Como verdadeiras máquinas de fazer dinheiro, através de artifícios vários de atribuição de notas as instituições particulares de ensino mantêm altos níveis de aprovação. Assim, não correm o risco de perder alunos, já que as famílias dos estudantes o que querem é poder comemorar com alívio e alegria a pontual passagem de ano lectivo, sem se preocuparem com a real competência quanto ao saber dos seus filhos. Para isso pagam o colégio ou a universidade privada. Pagou, passou. Essa a principal razão por que os cursos superiores brasileiros no estrangeiro têm o baixo reconhecimento que toda a gente conhece.
Numa escala de classificação oficial de 0 a 10, as famílias, e por maioria de razão, os alunos, geralmente contentam-se com a nota 7, aquela que dispensa aulas suplementares como preparação para provas finais de avaliação, e permite começar as férias mais cedo.

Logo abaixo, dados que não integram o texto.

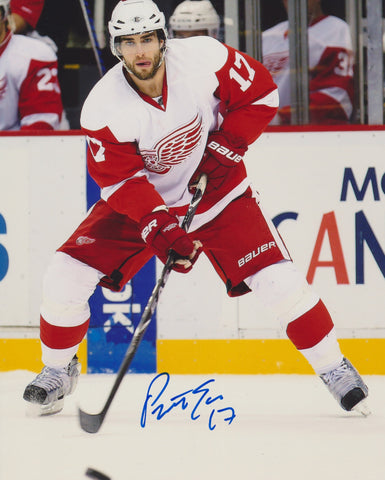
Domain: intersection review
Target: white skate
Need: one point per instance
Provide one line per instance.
(47, 391)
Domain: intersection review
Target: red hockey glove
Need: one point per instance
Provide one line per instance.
(222, 154)
(161, 231)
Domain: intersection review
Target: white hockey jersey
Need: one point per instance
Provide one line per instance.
(30, 96)
(330, 69)
(142, 154)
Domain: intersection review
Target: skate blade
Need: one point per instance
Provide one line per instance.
(37, 410)
(362, 408)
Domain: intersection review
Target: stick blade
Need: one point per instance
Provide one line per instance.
(90, 422)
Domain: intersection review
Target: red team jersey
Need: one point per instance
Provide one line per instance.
(140, 149)
(330, 69)
(30, 95)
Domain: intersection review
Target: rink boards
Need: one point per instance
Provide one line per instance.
(325, 192)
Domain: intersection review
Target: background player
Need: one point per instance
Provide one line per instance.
(331, 59)
(152, 128)
(191, 18)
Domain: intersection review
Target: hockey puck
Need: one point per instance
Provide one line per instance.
(92, 473)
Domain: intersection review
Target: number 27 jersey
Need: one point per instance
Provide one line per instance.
(143, 151)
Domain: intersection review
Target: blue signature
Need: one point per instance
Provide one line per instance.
(195, 398)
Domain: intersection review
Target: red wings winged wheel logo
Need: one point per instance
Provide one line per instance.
(173, 149)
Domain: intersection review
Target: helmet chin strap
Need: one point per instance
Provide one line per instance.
(161, 60)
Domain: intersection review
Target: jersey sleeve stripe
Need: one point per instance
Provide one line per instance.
(270, 100)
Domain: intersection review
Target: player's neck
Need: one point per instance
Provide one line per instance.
(151, 87)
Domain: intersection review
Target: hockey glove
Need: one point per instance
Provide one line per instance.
(222, 154)
(161, 231)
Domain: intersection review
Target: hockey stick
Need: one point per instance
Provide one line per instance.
(92, 34)
(91, 423)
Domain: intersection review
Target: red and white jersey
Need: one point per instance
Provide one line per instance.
(30, 96)
(142, 154)
(330, 69)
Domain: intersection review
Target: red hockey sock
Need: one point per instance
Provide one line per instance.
(310, 328)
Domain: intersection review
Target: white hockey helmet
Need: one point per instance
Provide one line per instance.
(132, 17)
(195, 15)
(4, 4)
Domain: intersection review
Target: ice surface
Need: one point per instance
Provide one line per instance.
(286, 427)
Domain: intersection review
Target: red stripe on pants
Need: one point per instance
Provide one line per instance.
(311, 327)
(62, 337)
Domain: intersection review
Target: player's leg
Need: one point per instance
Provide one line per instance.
(249, 255)
(99, 252)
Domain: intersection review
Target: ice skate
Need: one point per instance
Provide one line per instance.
(347, 387)
(47, 391)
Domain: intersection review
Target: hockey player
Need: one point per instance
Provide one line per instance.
(30, 96)
(25, 14)
(330, 67)
(153, 126)
(194, 18)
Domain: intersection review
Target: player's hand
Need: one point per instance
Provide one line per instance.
(222, 154)
(161, 231)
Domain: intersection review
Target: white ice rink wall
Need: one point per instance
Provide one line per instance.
(324, 189)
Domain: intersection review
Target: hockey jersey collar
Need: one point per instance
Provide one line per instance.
(4, 43)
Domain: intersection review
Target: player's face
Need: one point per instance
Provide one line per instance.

Mas, embora o nível de ensino superior deixe, muitas vezes, a desejar, as universidades, por questão de prestígio e, principalmente, de vagas, exigem altas classificações na admissão. Se o candidato não foi prevenido com antecedência, quando compreende isso já é tarde. A falta dos hábitos de trabalho que não foram inculcados a tempo já está a produzir as consequências nefastas.
Quem se deixou seduzir pela nota 7, e somente por esse patamar se bateu, ficará na cauda do cortejo dos candidatos a um emprego a todos os títulos gratificante, de que o grau de ensino é um condicionalismo.

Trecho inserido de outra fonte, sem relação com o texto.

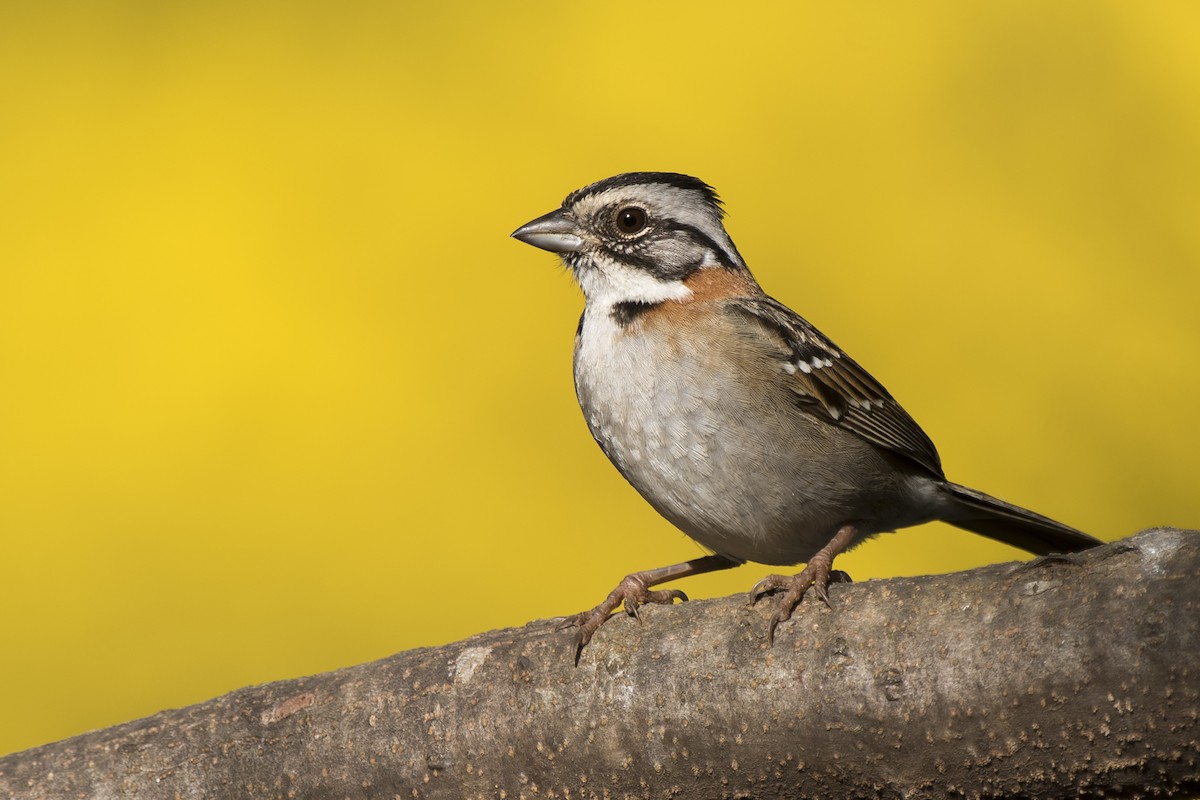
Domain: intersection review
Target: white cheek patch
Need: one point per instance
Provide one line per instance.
(609, 283)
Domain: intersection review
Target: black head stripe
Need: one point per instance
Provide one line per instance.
(641, 179)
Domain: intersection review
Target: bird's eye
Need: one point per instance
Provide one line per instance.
(630, 220)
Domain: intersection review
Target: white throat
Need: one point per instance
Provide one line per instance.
(615, 283)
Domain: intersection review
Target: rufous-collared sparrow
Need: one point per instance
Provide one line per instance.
(735, 417)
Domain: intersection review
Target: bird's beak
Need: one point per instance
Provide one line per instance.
(552, 232)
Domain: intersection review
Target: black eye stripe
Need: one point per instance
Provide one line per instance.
(706, 240)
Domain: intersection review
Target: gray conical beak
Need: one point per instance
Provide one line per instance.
(552, 232)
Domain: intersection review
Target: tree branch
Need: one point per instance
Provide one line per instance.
(1059, 678)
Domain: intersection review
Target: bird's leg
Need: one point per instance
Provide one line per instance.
(634, 590)
(816, 575)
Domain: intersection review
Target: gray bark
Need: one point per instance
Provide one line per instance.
(1059, 678)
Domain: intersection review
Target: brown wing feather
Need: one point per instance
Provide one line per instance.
(829, 383)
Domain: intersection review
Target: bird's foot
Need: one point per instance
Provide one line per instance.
(816, 575)
(633, 593)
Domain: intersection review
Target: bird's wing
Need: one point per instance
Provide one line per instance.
(828, 383)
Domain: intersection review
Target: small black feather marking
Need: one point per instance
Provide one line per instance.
(627, 313)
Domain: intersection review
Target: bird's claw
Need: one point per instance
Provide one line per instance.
(816, 575)
(630, 594)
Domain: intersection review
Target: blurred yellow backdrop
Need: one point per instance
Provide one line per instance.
(279, 394)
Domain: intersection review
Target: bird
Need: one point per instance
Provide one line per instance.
(735, 417)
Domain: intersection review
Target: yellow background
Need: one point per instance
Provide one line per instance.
(279, 395)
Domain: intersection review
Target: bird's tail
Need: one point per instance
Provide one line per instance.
(983, 513)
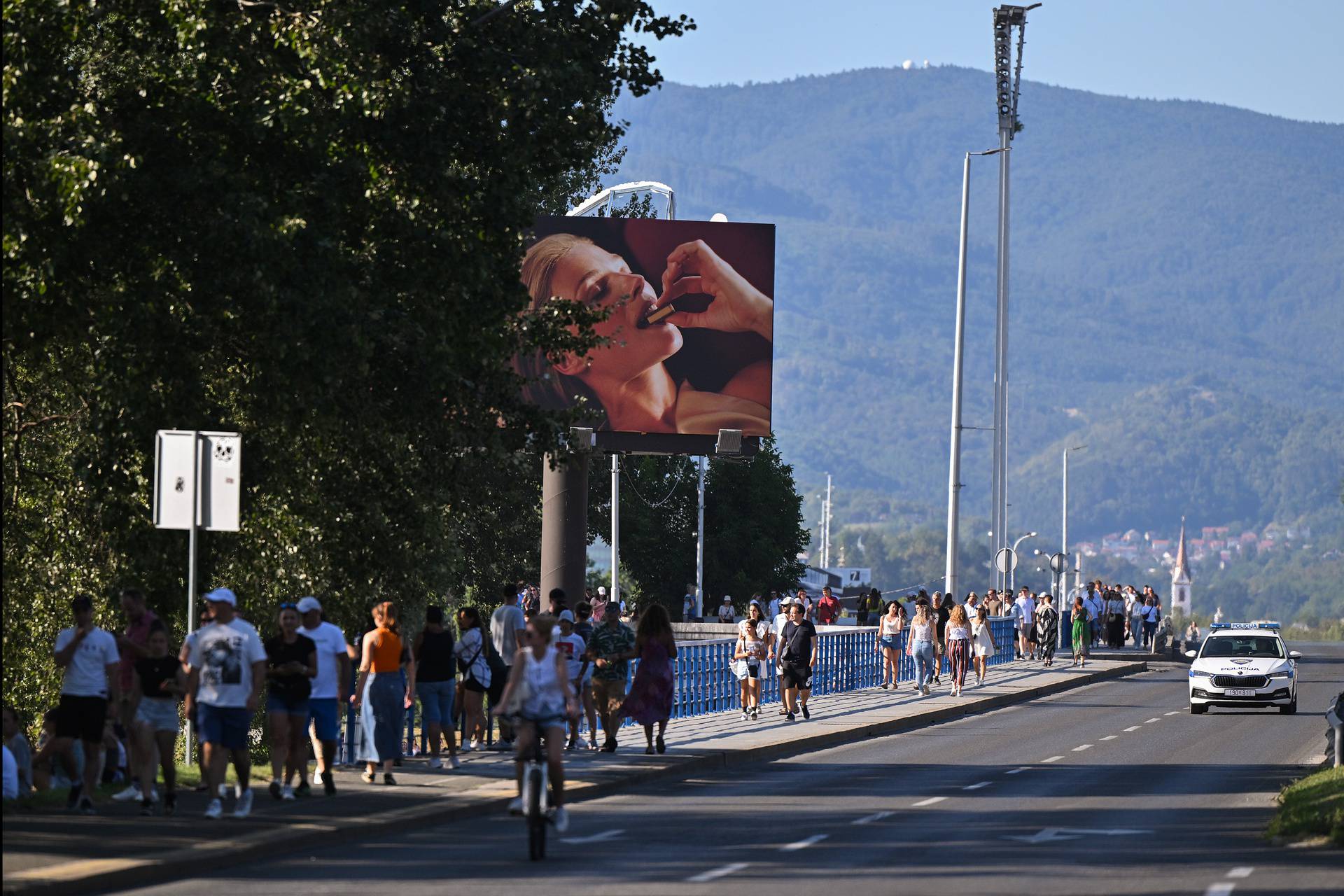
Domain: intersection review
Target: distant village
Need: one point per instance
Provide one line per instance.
(1217, 545)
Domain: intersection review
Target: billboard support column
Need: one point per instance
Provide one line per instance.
(699, 536)
(565, 523)
(616, 528)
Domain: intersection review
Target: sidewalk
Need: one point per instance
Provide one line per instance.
(54, 852)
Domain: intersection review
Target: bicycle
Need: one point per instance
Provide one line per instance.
(537, 798)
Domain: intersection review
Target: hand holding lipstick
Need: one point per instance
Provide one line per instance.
(737, 308)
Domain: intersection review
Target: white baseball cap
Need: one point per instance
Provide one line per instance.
(222, 596)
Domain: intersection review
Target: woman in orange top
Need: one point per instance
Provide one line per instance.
(379, 695)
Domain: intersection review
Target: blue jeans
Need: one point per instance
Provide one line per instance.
(924, 663)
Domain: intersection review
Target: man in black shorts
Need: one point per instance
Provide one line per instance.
(89, 657)
(797, 659)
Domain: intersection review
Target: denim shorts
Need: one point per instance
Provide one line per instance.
(160, 713)
(326, 718)
(437, 701)
(225, 726)
(286, 706)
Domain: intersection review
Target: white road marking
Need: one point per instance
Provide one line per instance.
(929, 802)
(803, 844)
(594, 839)
(717, 874)
(869, 820)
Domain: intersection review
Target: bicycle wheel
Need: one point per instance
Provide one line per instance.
(536, 820)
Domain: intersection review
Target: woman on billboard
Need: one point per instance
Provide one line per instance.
(628, 377)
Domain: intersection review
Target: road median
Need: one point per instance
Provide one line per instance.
(48, 853)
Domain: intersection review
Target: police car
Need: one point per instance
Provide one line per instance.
(1243, 664)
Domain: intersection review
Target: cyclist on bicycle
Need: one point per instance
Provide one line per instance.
(540, 699)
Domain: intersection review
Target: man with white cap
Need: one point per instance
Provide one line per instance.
(227, 672)
(328, 694)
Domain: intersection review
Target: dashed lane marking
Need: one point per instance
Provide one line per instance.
(717, 874)
(869, 820)
(803, 844)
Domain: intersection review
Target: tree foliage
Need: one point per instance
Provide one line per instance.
(302, 222)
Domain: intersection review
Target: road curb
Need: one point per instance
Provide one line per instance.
(111, 875)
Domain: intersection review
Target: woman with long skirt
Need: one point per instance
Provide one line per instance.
(381, 696)
(1047, 629)
(650, 701)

A nota 7 é a nota do bem-estar imediato e sem esforços de maior, sem preocupações, mas tem como correspondência negativa uma possível exclusão da universidade e de um bom emprego.
A nota 7 acaba por ser a da mediocridade assentida, consentida e, muitas vezes, protegida, até, pelos responsáveis pela educação dos estudantes. Por comodidade, muitos desses "responsáveis" demitiram-se, há muito, da sua responsabilidade de educadores.
Porém, o sucesso pessoal, encarado, entre outros valores, como o da realização plena no papel de profissional na sociedade, não se conforma com atitudes, e muito menos com resultados, de mediocridade. Nem no país, nem no resto do mundo.
Família e Escola não parecem importar-se muito com isso.
"Não fazer hoje o que pode ser guardado para amanhã", e quem vier atrás que feche a porta. Mas é bom não esquecer que, habitualmente, os que vêm atrás a fechar todas as portas são os tais da nota 7.
"Será possível imaginar que 80% das pessoas que desejam trabalhar não vão encontrar emprego"?
"No próximo século, para manter a actividade da economia mundial, dois décimos da população activa serão suficientes". E, desses dois décimos, com toda a certeza estarão excluídos os nota 7.